Ayahku, aku membencinya, sangat membencinya, namun aku tidak tahu bagaimana caranya melampiaskan kebencianku.
“Andrea, tenangkan dirimu !” Dokter Rio berteriak penuh kecemasan.
Tiba-tiba
aku merasakan suara dengungan didalam kepalaku, semakin aku berusaha
mendengarkan dengungan itu semakin terasa semakin jelas suaranya,
sayup-sayup kudengar suara nyanyian, semakin lama suara itu semakin
jelas dan semakin jelas.
“Happy
birthday to you… happy birthday to you… happy birthday happy birthday
happy birthday to you…” itu suara kakak perempuanku saat merayakan ulang
tahunku yang ke empat, dia menegakkan sebatang lilin di atas sepotong
kue dan menyuruhku meniupnya, lalu dia menutup mataku dan begitu mataku
dibuka, aku mendapati sebuah mainan kereta api diatas meja, dia
mengatakan bahwa mainan itu adalah hadiah ulang tahun untukku yang
berasal dari celengannya selama 4 bulan.
Aku
begitu bahagia dan langsung mencium kening kakak tunggalku itu lalu
kakakkupun memelukku dengan perasaan sayang.
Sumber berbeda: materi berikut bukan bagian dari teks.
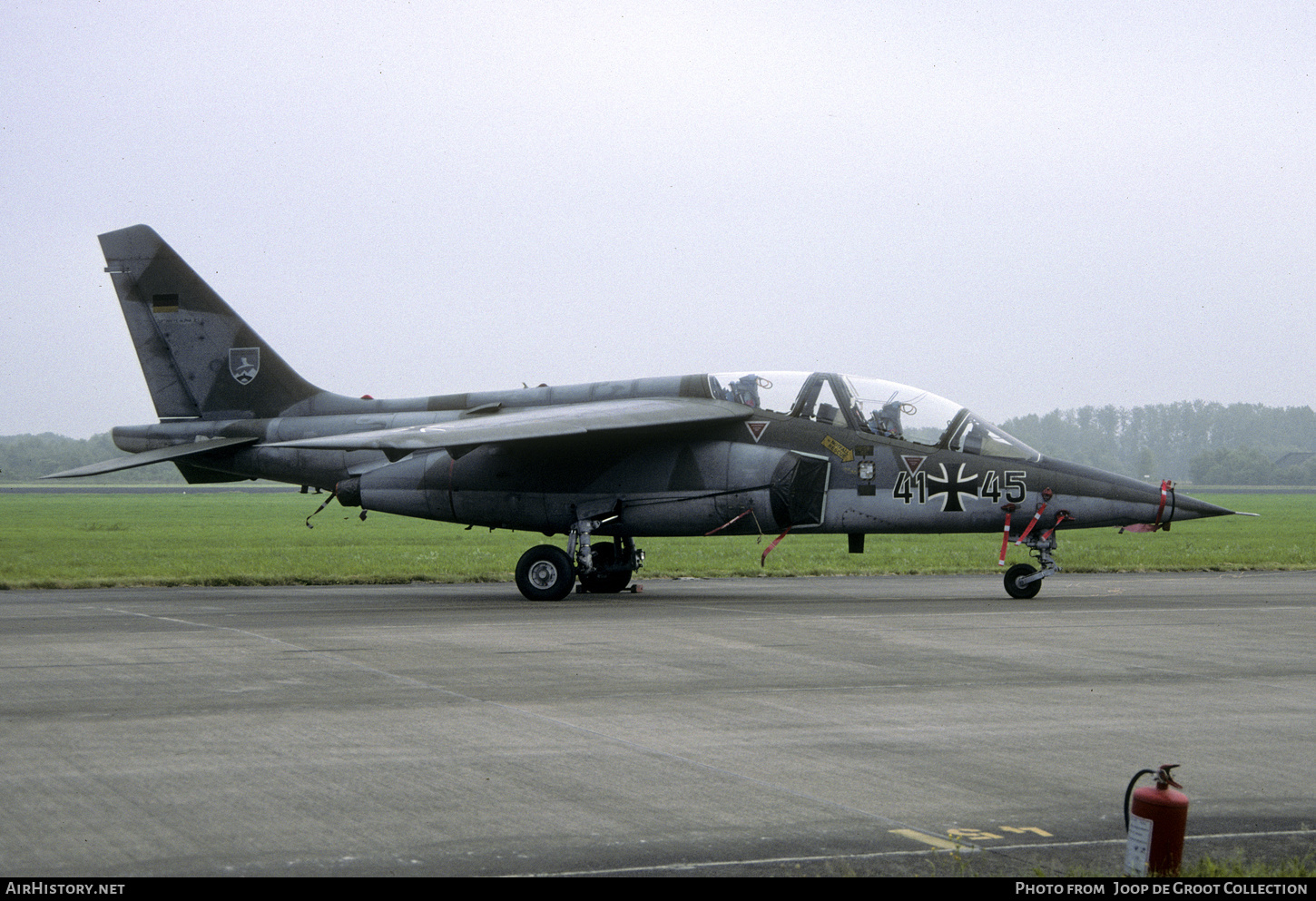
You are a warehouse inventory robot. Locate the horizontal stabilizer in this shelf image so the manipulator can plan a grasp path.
[270,397,752,453]
[41,438,260,479]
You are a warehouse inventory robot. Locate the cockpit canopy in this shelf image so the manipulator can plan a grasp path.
[708,372,1041,460]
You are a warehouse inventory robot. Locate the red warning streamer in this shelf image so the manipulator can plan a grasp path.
[758,526,791,567]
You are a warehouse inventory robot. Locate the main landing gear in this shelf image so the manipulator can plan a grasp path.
[516,520,645,601]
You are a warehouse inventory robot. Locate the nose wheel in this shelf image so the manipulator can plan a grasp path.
[1006,563,1042,600]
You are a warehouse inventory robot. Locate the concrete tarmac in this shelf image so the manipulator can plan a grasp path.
[0,573,1316,876]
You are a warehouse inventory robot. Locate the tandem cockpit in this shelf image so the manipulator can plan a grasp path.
[708,372,1041,460]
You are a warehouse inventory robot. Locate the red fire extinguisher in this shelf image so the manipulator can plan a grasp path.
[1124,763,1188,876]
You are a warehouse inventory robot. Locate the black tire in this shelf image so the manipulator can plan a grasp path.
[1006,563,1042,601]
[580,544,631,594]
[516,544,575,601]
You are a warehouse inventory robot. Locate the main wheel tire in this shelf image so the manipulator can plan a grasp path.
[1006,563,1042,601]
[580,544,631,594]
[516,544,575,601]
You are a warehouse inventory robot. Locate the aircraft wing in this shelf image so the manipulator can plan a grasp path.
[270,397,752,453]
[41,438,260,479]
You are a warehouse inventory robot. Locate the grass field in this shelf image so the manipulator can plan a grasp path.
[0,489,1316,588]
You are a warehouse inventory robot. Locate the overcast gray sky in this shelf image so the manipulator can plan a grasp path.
[0,0,1316,436]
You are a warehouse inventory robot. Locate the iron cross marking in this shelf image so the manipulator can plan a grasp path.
[925,463,977,513]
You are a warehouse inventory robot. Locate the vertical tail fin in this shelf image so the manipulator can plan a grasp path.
[100,225,321,419]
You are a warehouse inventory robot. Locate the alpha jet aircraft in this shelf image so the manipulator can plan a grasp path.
[47,225,1232,601]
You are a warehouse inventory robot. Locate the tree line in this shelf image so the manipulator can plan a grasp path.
[1000,401,1316,485]
[0,401,1316,485]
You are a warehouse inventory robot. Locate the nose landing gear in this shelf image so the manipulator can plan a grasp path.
[1001,506,1074,600]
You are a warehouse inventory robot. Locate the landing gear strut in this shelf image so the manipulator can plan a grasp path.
[1006,529,1061,600]
[516,520,645,601]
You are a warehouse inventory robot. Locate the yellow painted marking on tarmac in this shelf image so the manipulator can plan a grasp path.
[947,828,1000,842]
[891,828,963,851]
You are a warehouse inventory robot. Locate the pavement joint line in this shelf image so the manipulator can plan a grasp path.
[521,828,1316,877]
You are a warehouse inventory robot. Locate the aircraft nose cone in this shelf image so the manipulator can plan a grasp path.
[1174,492,1236,521]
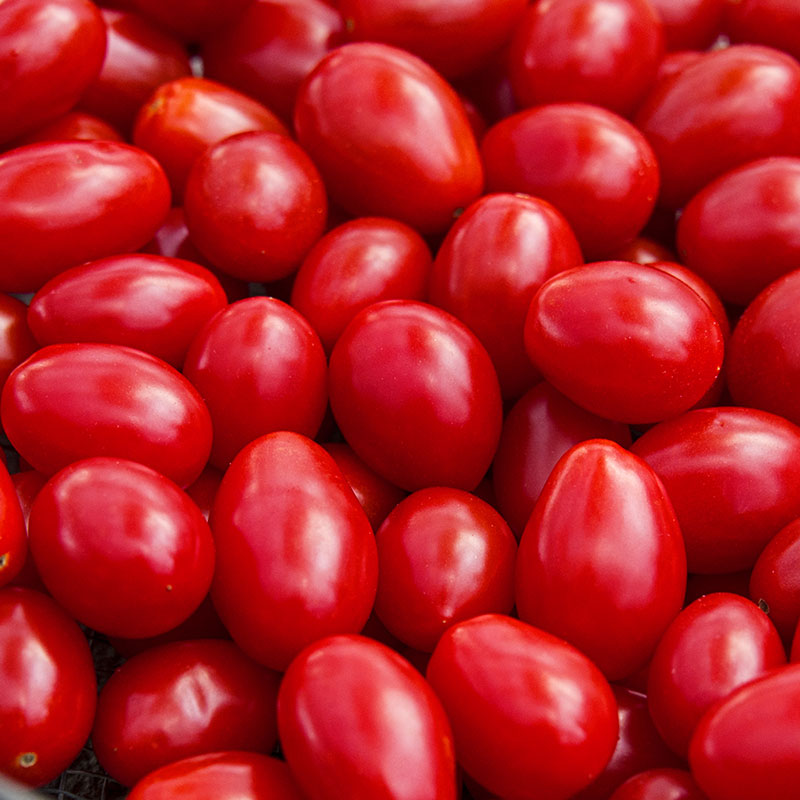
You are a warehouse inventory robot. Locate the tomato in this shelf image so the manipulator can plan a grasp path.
[647,592,786,758]
[427,614,618,800]
[211,431,378,670]
[0,588,97,786]
[291,217,433,353]
[689,664,800,800]
[509,0,664,116]
[0,344,211,486]
[127,750,302,800]
[278,635,457,800]
[524,261,724,423]
[27,253,227,369]
[183,297,327,469]
[481,103,659,259]
[428,194,583,398]
[0,141,170,292]
[338,0,526,78]
[635,45,800,208]
[92,639,280,786]
[0,0,106,143]
[184,131,327,281]
[329,300,502,491]
[632,408,800,573]
[294,42,483,233]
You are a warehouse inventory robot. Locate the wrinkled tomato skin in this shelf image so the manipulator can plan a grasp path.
[92,639,280,786]
[0,0,106,143]
[211,431,378,670]
[427,614,619,800]
[428,194,583,398]
[0,141,170,292]
[294,42,483,233]
[329,300,502,491]
[0,588,97,786]
[0,344,211,486]
[27,253,227,369]
[515,439,686,680]
[278,635,458,800]
[631,407,800,574]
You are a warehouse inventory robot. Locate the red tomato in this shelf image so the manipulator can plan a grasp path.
[127,750,303,800]
[294,42,483,233]
[329,300,502,491]
[427,614,618,800]
[636,45,800,208]
[211,431,378,670]
[509,0,664,116]
[28,253,227,369]
[647,592,786,758]
[0,344,211,486]
[0,141,170,292]
[375,488,517,652]
[525,261,723,423]
[515,439,686,680]
[428,194,583,398]
[183,297,327,469]
[291,217,433,353]
[632,408,800,573]
[183,131,328,281]
[0,0,106,143]
[29,458,214,637]
[689,664,800,800]
[481,103,659,259]
[0,588,97,786]
[92,639,280,786]
[278,635,457,800]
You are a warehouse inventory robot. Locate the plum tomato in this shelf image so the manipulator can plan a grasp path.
[329,300,502,491]
[278,635,458,800]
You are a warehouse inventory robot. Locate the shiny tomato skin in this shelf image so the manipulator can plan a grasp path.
[0,588,97,786]
[294,42,483,233]
[428,193,583,398]
[29,458,214,638]
[127,750,302,800]
[329,300,502,491]
[635,45,800,208]
[211,431,378,670]
[689,664,800,800]
[0,343,211,486]
[427,614,619,800]
[183,131,328,281]
[183,297,327,469]
[92,639,280,786]
[524,261,724,423]
[0,0,106,143]
[0,141,170,292]
[647,592,786,758]
[278,635,458,800]
[515,439,686,680]
[28,253,227,369]
[631,407,800,574]
[492,381,631,538]
[481,103,659,260]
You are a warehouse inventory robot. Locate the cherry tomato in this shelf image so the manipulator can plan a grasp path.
[0,588,97,786]
[278,635,457,800]
[92,639,280,786]
[294,42,483,233]
[329,300,502,491]
[427,614,619,800]
[211,431,378,670]
[0,343,211,486]
[0,141,170,292]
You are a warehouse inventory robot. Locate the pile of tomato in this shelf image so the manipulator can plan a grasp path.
[0,0,800,800]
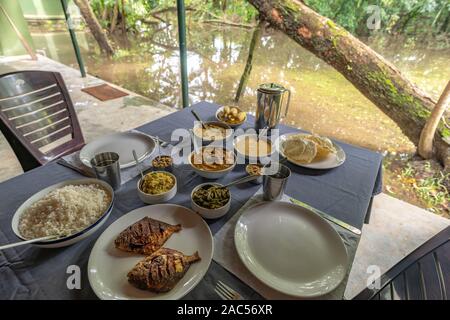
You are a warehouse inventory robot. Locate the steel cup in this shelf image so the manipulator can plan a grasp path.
[263,163,291,201]
[91,152,120,190]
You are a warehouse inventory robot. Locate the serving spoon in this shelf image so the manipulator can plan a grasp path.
[222,175,260,188]
[133,149,144,189]
[0,235,66,251]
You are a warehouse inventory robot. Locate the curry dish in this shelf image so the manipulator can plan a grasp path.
[140,172,175,194]
[191,147,234,171]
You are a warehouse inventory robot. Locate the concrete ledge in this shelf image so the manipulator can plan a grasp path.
[345,193,450,299]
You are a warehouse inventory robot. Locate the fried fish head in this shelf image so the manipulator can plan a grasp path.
[114,217,182,255]
[127,248,200,293]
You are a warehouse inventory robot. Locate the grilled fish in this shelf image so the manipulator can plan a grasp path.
[114,217,181,255]
[127,248,200,292]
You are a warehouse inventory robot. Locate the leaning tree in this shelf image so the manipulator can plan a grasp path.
[248,0,450,169]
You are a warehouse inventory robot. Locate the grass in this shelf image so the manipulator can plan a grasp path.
[398,161,450,217]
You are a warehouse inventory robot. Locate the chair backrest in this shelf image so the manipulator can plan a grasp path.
[354,227,450,300]
[0,71,84,171]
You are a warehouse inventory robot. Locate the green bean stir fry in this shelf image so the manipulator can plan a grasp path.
[192,185,230,209]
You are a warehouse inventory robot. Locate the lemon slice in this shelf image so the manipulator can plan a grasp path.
[305,135,337,160]
[283,136,317,163]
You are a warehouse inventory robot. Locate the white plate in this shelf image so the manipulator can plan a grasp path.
[234,201,347,297]
[11,178,114,248]
[275,132,345,169]
[88,204,214,300]
[80,131,156,169]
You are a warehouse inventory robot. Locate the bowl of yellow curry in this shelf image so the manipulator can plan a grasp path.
[137,171,177,204]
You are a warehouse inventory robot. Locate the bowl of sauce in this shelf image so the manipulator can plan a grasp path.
[234,134,275,161]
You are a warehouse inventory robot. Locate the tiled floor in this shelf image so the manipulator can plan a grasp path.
[0,56,450,299]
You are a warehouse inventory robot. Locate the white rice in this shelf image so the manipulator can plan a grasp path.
[19,184,111,239]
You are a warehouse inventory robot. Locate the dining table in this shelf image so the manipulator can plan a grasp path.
[0,102,382,300]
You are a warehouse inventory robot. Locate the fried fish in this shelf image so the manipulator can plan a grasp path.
[114,217,181,255]
[127,248,200,292]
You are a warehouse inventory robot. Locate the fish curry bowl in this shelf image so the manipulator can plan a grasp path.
[11,178,114,248]
[188,146,236,179]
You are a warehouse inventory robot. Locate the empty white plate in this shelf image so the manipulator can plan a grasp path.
[80,131,156,169]
[234,201,348,298]
[275,132,345,169]
[88,204,214,300]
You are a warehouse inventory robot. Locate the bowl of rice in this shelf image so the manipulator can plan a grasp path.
[11,178,114,248]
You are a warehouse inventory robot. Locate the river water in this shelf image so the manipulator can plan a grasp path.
[33,24,450,153]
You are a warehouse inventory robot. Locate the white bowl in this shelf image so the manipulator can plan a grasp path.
[191,182,231,219]
[233,133,275,163]
[192,121,233,147]
[188,151,236,179]
[11,178,114,248]
[136,171,177,204]
[216,106,247,128]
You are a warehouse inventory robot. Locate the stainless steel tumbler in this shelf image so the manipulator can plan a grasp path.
[263,164,291,201]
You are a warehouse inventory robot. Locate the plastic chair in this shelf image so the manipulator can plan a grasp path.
[354,227,450,300]
[0,71,84,171]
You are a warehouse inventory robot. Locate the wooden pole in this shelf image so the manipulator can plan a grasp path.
[418,81,450,159]
[0,5,37,60]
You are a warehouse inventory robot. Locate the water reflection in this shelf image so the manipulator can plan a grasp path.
[33,24,450,152]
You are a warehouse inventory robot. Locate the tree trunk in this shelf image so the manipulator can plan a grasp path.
[109,0,119,34]
[74,0,114,56]
[418,81,450,159]
[121,0,127,34]
[234,22,263,103]
[249,0,450,166]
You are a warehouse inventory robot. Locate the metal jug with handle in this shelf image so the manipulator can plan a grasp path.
[255,83,291,130]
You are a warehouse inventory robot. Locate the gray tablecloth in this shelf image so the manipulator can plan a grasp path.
[0,102,382,299]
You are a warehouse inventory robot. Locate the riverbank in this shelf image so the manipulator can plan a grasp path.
[20,23,450,216]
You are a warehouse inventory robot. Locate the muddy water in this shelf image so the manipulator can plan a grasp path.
[33,25,450,152]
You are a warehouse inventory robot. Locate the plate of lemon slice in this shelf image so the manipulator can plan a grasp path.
[275,133,345,169]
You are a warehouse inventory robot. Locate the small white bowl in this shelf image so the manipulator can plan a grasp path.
[188,150,236,179]
[216,106,247,128]
[191,182,231,219]
[11,178,114,248]
[233,133,275,163]
[136,171,177,204]
[192,121,233,146]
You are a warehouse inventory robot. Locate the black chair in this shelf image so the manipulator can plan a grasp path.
[0,71,84,171]
[354,227,450,300]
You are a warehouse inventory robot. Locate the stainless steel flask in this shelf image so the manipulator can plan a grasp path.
[255,83,291,130]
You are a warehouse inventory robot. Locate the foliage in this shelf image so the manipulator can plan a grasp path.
[90,0,450,36]
[401,161,450,212]
[305,0,450,35]
[90,0,257,29]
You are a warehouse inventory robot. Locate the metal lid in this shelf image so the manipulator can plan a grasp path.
[258,82,286,94]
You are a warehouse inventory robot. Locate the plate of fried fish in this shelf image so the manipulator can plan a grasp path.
[275,133,345,169]
[88,204,214,300]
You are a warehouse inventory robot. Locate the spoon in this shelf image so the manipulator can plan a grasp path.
[0,235,66,250]
[133,150,144,189]
[191,110,206,130]
[222,175,260,188]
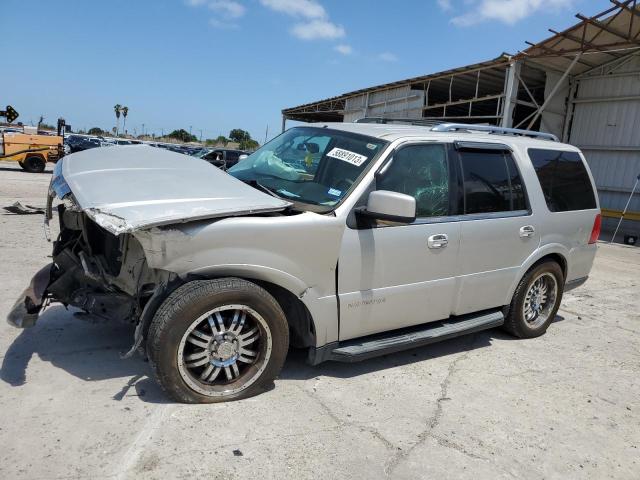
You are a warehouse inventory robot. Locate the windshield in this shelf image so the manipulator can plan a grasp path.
[227,127,387,207]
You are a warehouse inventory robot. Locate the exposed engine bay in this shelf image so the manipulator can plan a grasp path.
[46,203,171,322]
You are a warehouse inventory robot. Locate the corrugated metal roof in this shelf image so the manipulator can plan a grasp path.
[282,53,511,120]
[515,0,640,75]
[282,0,640,121]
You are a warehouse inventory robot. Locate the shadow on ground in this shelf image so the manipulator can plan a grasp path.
[0,306,563,403]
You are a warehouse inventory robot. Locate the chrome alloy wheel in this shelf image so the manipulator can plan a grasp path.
[178,305,273,396]
[522,272,558,328]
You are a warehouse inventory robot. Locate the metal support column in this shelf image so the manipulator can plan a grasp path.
[527,52,582,130]
[500,61,521,128]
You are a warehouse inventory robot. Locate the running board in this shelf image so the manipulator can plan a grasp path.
[309,310,504,365]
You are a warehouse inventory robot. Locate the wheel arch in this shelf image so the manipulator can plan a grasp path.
[185,269,316,348]
[505,245,569,305]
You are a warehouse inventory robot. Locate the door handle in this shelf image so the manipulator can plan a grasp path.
[520,225,536,238]
[427,233,449,248]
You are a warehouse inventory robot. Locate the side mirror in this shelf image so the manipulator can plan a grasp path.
[358,190,416,223]
[305,142,320,153]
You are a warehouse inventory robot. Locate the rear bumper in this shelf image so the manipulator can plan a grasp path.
[7,263,53,328]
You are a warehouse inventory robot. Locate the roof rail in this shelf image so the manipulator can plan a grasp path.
[431,123,560,142]
[354,117,445,127]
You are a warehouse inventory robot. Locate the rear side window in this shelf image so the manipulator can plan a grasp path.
[529,148,596,212]
[460,150,527,214]
[376,144,451,218]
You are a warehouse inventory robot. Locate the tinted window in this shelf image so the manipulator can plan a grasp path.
[376,145,450,217]
[529,148,596,212]
[460,150,527,213]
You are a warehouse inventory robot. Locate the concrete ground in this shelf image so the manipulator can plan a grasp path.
[0,163,640,480]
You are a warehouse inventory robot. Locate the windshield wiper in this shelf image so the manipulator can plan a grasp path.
[247,180,282,200]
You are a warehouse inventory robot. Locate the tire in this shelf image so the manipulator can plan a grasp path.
[503,261,564,338]
[147,278,289,403]
[20,155,46,173]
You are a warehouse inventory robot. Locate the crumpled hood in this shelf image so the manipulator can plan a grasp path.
[52,145,290,235]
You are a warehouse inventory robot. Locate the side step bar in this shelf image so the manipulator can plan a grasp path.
[309,310,504,365]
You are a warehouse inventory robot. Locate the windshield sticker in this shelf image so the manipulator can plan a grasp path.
[278,188,300,198]
[327,148,369,167]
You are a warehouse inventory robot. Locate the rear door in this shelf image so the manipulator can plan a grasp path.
[455,142,540,315]
[338,143,460,340]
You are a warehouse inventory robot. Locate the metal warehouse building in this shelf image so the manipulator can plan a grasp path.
[282,0,640,233]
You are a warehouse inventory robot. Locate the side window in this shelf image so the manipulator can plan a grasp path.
[529,148,596,212]
[376,145,451,217]
[460,150,527,214]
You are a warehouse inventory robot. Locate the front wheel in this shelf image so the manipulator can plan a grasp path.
[147,278,289,403]
[504,261,564,338]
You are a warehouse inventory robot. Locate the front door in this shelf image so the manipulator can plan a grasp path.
[338,143,461,340]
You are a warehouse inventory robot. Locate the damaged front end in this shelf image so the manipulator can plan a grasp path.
[7,159,172,336]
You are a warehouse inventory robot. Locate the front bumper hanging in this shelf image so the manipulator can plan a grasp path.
[7,263,53,328]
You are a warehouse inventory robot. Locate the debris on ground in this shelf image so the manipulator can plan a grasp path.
[4,202,44,215]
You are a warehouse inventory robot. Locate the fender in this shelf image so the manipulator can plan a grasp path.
[187,264,338,347]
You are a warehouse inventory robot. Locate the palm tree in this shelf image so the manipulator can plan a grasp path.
[122,107,129,134]
[113,103,122,137]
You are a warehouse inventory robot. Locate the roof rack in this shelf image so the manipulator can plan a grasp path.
[355,117,445,127]
[355,117,560,142]
[431,123,560,142]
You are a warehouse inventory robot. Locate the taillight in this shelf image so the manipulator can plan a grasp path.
[589,214,602,245]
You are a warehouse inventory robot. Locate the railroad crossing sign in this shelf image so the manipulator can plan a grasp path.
[0,105,20,123]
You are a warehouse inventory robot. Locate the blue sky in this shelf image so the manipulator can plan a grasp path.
[0,0,610,140]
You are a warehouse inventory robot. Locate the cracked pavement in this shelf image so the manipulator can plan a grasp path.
[0,163,640,480]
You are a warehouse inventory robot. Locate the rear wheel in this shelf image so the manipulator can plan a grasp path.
[147,278,289,403]
[20,155,46,173]
[504,261,564,338]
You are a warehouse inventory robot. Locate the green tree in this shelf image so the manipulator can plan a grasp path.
[167,128,198,143]
[229,128,251,143]
[87,127,108,136]
[113,103,122,137]
[121,107,129,134]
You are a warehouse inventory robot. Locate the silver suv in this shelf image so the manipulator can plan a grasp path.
[8,123,600,402]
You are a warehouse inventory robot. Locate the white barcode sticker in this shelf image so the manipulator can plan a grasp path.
[327,148,368,167]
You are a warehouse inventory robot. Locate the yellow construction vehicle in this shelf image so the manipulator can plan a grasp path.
[0,106,65,173]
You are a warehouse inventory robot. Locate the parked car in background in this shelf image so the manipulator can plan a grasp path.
[200,148,249,170]
[64,134,102,153]
[8,123,600,403]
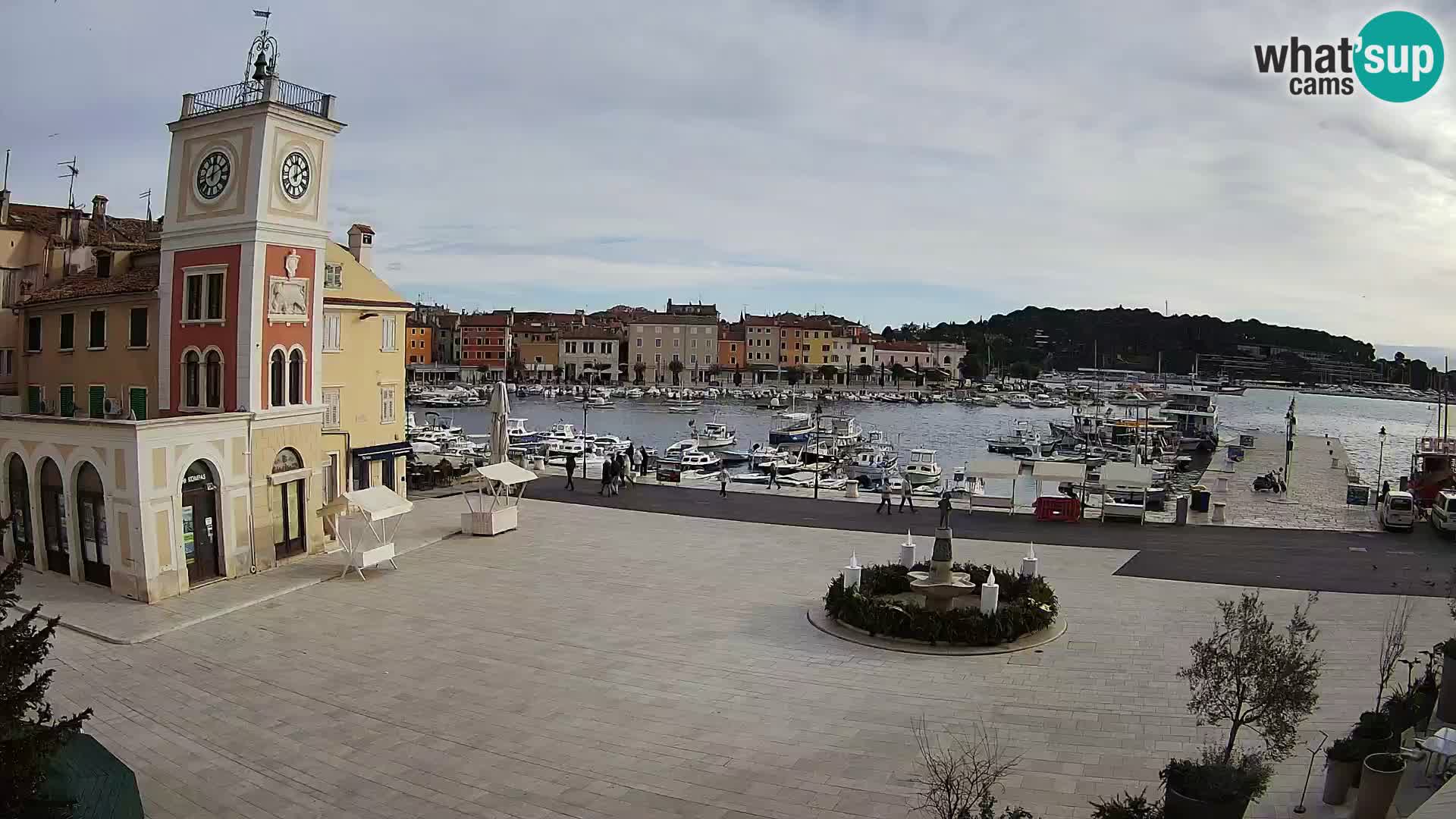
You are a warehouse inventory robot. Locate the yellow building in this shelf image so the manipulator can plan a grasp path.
[322,224,413,489]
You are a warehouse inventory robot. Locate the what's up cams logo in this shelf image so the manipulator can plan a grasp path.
[1254,11,1446,102]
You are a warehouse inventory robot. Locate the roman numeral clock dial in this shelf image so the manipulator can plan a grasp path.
[280,152,310,199]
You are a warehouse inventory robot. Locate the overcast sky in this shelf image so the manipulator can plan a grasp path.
[0,0,1456,347]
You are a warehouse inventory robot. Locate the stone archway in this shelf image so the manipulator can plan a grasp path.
[272,447,309,560]
[76,462,111,587]
[39,457,71,577]
[6,453,35,566]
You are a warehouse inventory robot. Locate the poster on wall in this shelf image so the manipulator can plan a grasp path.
[182,506,196,566]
Namun tiba-tiba, si
brengsek itu datang dan merusak kebahagiaan kami. Ayahku yang baru saja
menenggak minuman keras menghampiri kami dan membanting mainan kereta
api itu hingga berkeping-keping, aku meratap menangis dan memohon tapi
sia-sia, ayah menginjak mainan itu hingga benar-benar remuk.
Tiba-tiba
ayah menjambak rambut kakakku dan membentaknya dengan kata-kata kasar
karna ayah mengira kakakku membeli mainan itu dari hasil mencuri. Ayah
membenturkan kepala kakakku berkali-kali kelantai hingga darah
berceceran, aku tidak memalingkan pandanganku saat peristiwa itu
berlangsung, namun aku tak bisa berbuat apa-apa, aku takut dan
bersembunyi di bawah meja sementara kakakku terus berteriak histeris,
Aku diam membisu tercekat oleh rasa takut yang teramat sangat, hingga
jeritan kakakku pun terhenti… untuk selamanya.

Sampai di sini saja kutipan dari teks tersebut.